Bree raises an eyebrow. “Why do I get the feeling you’re trying to keep me in your bed?”
“Maybe because this is a first and I want to prolong it. You’re too good at sneaking out on me.”
“Stealthier than you and always will be.”
She stretches—toes and arms in opposite directions, back rising off the mattress—and I can no longer keep my hands to myself. She fights me halfheartedly, but with a yank, I have her pinned beneath me. I kiss her neck and she laughs, then her chin and she hums, her lips and she’s quiet. Not just quiet, but completely still.
“What’s wrong?”
She examines me with a heavy sort of gaze, and the fear hits me. She regrets it. Last night, us. She wishes she’d said no.
“Bree?”
She stares at my chest.
“Please say something.”
“I don’t want this to change things,” she says, tracing the line of my collarbone with her forefinger. She has no idea how hard this makes it for me to focus.
“I’ve never needed anyone, Gray. That sounds awful, but it’s true. I’ve been alone for most of my life. I’ve taken care of myself. When I met you, you reminded me of someone I was once too willing to change for, and then when I realized I liked you, it scared me. Because we truly were a good fit. I didn’t have to change around you. Not in the slightest. We were strong individually, and even stronger together, and that was terrifying, because it made me want you more. And if I wanted someone else, did that mean I was reliant on him? Did it mean I’d lost my independence? I want to be me. I only ever want to be me.”
“Bree, there’s us, but it’s not possible without you and me. Two independent pieces. And reliance? I think life would be really lonely if we had to face everything on our own.”
She flattens a palm against my chest. “Just promise you won’t treat me differently now. I want us to be the same.”

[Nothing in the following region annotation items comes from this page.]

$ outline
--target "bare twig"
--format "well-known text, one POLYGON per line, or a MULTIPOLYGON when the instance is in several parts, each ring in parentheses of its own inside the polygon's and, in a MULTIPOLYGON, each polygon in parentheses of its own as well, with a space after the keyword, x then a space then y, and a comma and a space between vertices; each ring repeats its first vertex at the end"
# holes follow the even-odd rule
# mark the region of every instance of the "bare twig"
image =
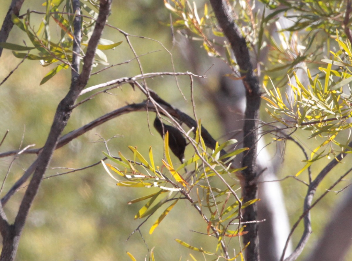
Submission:
POLYGON ((26 55, 26 56, 25 56, 25 57, 24 57, 23 58, 23 59, 22 59, 21 61, 16 66, 16 67, 15 67, 14 68, 12 69, 11 71, 8 73, 8 74, 7 74, 7 76, 6 77, 5 77, 4 78, 4 80, 2 80, 2 81, 1 82, 1 83, 0 83, 0 86, 1 86, 2 85, 2 84, 3 84, 4 83, 5 83, 5 81, 6 81, 6 80, 7 80, 7 79, 8 79, 10 78, 10 76, 11 76, 11 75, 13 73, 13 72, 15 71, 16 71, 17 69, 17 68, 18 68, 18 67, 19 67, 20 65, 21 65, 21 64, 24 61, 24 60, 26 60, 26 59, 27 59, 27 57, 28 57, 28 54, 29 53, 29 51, 28 51, 28 53, 27 53, 27 54, 26 55))
POLYGON ((352 32, 350 29, 351 24, 350 24, 350 16, 352 12, 352 7, 351 6, 351 0, 347 0, 347 4, 346 6, 346 12, 345 13, 345 19, 343 24, 345 28, 345 33, 346 34, 347 38, 350 42, 352 44, 352 32))
MULTIPOLYGON (((352 142, 350 142, 348 146, 348 147, 350 147, 352 146, 352 142)), ((284 257, 285 255, 285 253, 286 251, 287 246, 288 245, 288 242, 290 240, 290 238, 291 238, 291 237, 292 236, 292 234, 293 233, 295 229, 298 226, 298 224, 300 222, 301 220, 303 219, 304 220, 304 228, 303 233, 301 237, 301 239, 294 250, 288 257, 285 259, 285 261, 293 261, 293 260, 296 260, 297 257, 298 257, 301 253, 302 253, 302 251, 303 250, 303 249, 304 248, 304 246, 308 241, 308 239, 309 238, 309 236, 312 232, 312 226, 310 224, 310 210, 311 209, 313 205, 315 205, 315 204, 316 204, 316 202, 317 202, 317 201, 316 201, 316 202, 313 204, 312 204, 312 201, 313 200, 313 197, 315 194, 316 191, 316 189, 318 186, 324 178, 328 174, 328 173, 333 168, 337 165, 339 162, 342 159, 346 154, 347 153, 340 153, 337 157, 334 158, 323 169, 315 178, 314 179, 314 180, 313 180, 312 182, 310 183, 310 184, 309 184, 309 186, 308 187, 308 190, 307 192, 307 195, 304 198, 304 204, 303 205, 303 213, 301 215, 301 217, 300 217, 298 218, 298 220, 297 220, 297 221, 296 223, 295 223, 295 225, 293 227, 291 232, 289 235, 286 241, 286 243, 285 245, 285 247, 284 248, 284 249, 282 251, 282 254, 281 255, 281 257, 280 260, 280 261, 282 261, 282 260, 284 260, 284 257)), ((348 172, 349 173, 351 170, 350 170, 348 171, 348 172)), ((345 175, 341 176, 341 177, 340 177, 339 180, 338 180, 338 182, 339 182, 340 180, 342 179, 342 178, 346 175, 347 175, 347 174, 348 173, 347 173, 347 174, 345 174, 345 175)), ((336 183, 336 184, 337 184, 337 183, 336 183)), ((334 186, 335 184, 334 183, 333 186, 334 186)), ((319 200, 320 200, 320 199, 319 200)))
POLYGON ((6 131, 6 132, 5 133, 5 135, 4 135, 4 137, 2 137, 2 139, 1 140, 1 141, 0 141, 0 147, 1 145, 2 145, 2 143, 4 142, 4 141, 5 140, 5 138, 6 138, 6 136, 7 135, 7 133, 8 133, 8 130, 7 130, 6 131))
MULTIPOLYGON (((251 63, 249 52, 246 39, 234 21, 229 11, 228 3, 226 0, 210 0, 210 3, 215 16, 221 28, 231 45, 232 51, 239 67, 241 78, 246 89, 246 107, 245 113, 243 146, 250 149, 244 154, 242 165, 247 168, 243 171, 244 182, 241 184, 243 200, 245 202, 257 198, 258 185, 251 184, 255 179, 257 173, 257 142, 258 140, 257 120, 259 119, 260 93, 259 79, 254 72, 251 63)), ((252 221, 257 219, 257 205, 252 204, 245 209, 243 221, 252 221)), ((241 220, 240 220, 240 222, 241 220)), ((243 236, 245 244, 250 242, 246 249, 246 259, 259 260, 259 240, 258 224, 248 224, 249 232, 243 236)))

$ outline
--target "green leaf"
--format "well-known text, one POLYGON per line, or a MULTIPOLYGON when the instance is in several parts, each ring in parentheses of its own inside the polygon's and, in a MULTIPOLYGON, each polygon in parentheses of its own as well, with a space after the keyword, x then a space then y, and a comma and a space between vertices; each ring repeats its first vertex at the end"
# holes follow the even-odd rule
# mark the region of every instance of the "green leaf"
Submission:
POLYGON ((113 49, 117 46, 118 46, 119 45, 122 43, 122 42, 123 42, 123 41, 118 42, 117 43, 113 43, 111 44, 107 44, 106 45, 103 44, 98 44, 98 48, 99 50, 109 50, 110 49, 113 49))
POLYGON ((148 201, 145 205, 143 206, 143 207, 139 210, 138 211, 138 213, 136 214, 136 216, 134 216, 134 219, 136 219, 137 218, 141 218, 143 217, 145 217, 146 216, 145 213, 149 209, 149 207, 152 205, 153 204, 153 202, 154 202, 156 198, 161 194, 161 192, 162 190, 160 190, 157 193, 155 193, 152 197, 152 198, 148 201))
POLYGON ((230 146, 230 145, 232 145, 233 144, 234 144, 237 142, 237 140, 235 140, 235 139, 233 139, 232 140, 229 140, 227 141, 225 141, 224 143, 222 143, 221 145, 219 146, 217 148, 214 152, 212 154, 212 157, 214 158, 216 158, 216 154, 219 153, 221 150, 223 149, 226 147, 230 146))
POLYGON ((137 203, 137 202, 139 202, 141 201, 143 201, 143 200, 145 200, 146 199, 147 199, 152 197, 154 196, 156 194, 158 194, 158 195, 160 195, 161 194, 164 193, 164 192, 166 192, 166 191, 161 190, 161 191, 159 191, 159 192, 156 192, 156 193, 153 193, 152 194, 151 194, 150 195, 149 195, 147 196, 144 196, 141 197, 140 198, 138 198, 138 199, 133 199, 127 203, 129 205, 130 205, 131 204, 133 204, 134 203, 137 203))
POLYGON ((330 88, 330 90, 332 91, 334 91, 335 90, 339 89, 341 87, 344 86, 348 83, 349 83, 351 81, 352 81, 352 77, 347 78, 346 79, 345 79, 344 80, 342 80, 341 81, 332 87, 331 87, 330 88))
POLYGON ((197 161, 200 158, 199 157, 199 156, 197 155, 194 155, 190 159, 188 160, 185 161, 185 162, 184 162, 181 166, 178 167, 178 168, 177 169, 175 170, 175 171, 176 171, 176 172, 178 172, 186 166, 189 165, 190 164, 197 161))
POLYGON ((164 218, 166 217, 166 216, 169 214, 169 212, 172 209, 172 208, 176 205, 176 203, 178 201, 178 199, 175 200, 174 202, 169 206, 166 210, 165 210, 164 212, 160 215, 159 218, 153 224, 152 226, 150 228, 150 230, 149 230, 149 234, 151 235, 154 230, 156 228, 156 227, 159 225, 159 224, 160 224, 160 223, 162 221, 163 219, 164 219, 164 218))
POLYGON ((28 51, 36 49, 36 47, 23 46, 18 44, 15 44, 14 43, 4 42, 0 43, 0 47, 14 51, 28 51))
POLYGON ((239 154, 241 152, 245 151, 248 150, 249 149, 249 148, 241 148, 239 149, 238 150, 236 150, 235 151, 232 151, 232 152, 228 153, 227 154, 225 154, 223 156, 222 156, 219 158, 219 160, 221 160, 223 159, 226 158, 230 158, 230 157, 232 157, 233 156, 235 156, 238 154, 239 154))
POLYGON ((14 51, 13 51, 12 53, 17 58, 23 59, 27 56, 27 59, 30 60, 50 60, 54 58, 54 57, 52 55, 38 56, 38 55, 35 55, 34 54, 29 54, 26 53, 18 53, 18 52, 14 51))
POLYGON ((42 81, 40 81, 39 85, 42 85, 45 83, 63 69, 68 69, 69 67, 68 64, 65 64, 64 63, 62 63, 57 66, 46 74, 46 75, 43 78, 42 81))
POLYGON ((130 168, 130 166, 128 164, 126 164, 125 162, 122 162, 121 160, 119 160, 117 159, 115 159, 114 158, 113 158, 112 157, 110 156, 107 153, 103 151, 102 152, 103 152, 103 154, 107 158, 111 160, 112 160, 112 161, 113 162, 115 162, 116 163, 117 163, 118 164, 119 164, 120 165, 121 165, 122 166, 123 166, 124 167, 126 168, 126 169, 130 168))

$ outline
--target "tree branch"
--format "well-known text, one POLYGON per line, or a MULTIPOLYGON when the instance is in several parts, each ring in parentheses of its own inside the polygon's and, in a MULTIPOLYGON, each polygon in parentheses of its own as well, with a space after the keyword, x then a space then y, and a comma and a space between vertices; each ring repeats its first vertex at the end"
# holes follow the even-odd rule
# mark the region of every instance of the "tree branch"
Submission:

“I told you last night that I was done being a jerk.”
“That’s not what I mean.” She bites her bottom lip. Exhales. “Look, if I argue with you and you don’t agree with me, please don’t fold just because of this.” She motions between us. “Or if I’m doing something stupid, don’t hold back from calling me out on it because you’re afraid of hurting my feelings. Don’t treat me like I’m suddenly delicate.”
“That was my plan all along: sleep with you so I could hold the reins, turn our relationship into something completely opposite of what I love about it.”
She punches my shoulder. “I’m serious! It’s really hard for me to talk about this stuff, and then you have to go and turn it into a joke.” She winds up again, but I grab her wrists and pin them against the mattress.
“Okay, okay. So it was a lame joke. But it’s ridiculous; ninety-five percent of why I love you is everything you just said: how this works two ways, how we’re there for each other but don’t define each other. I get it. Really.”
She stops wrestling to free herself, and I let go of her arms.
“What’s the other five percent?”
“The way you look in my shirt.”
She rolls her eyes. “In that case, I’m taking it off immediately.”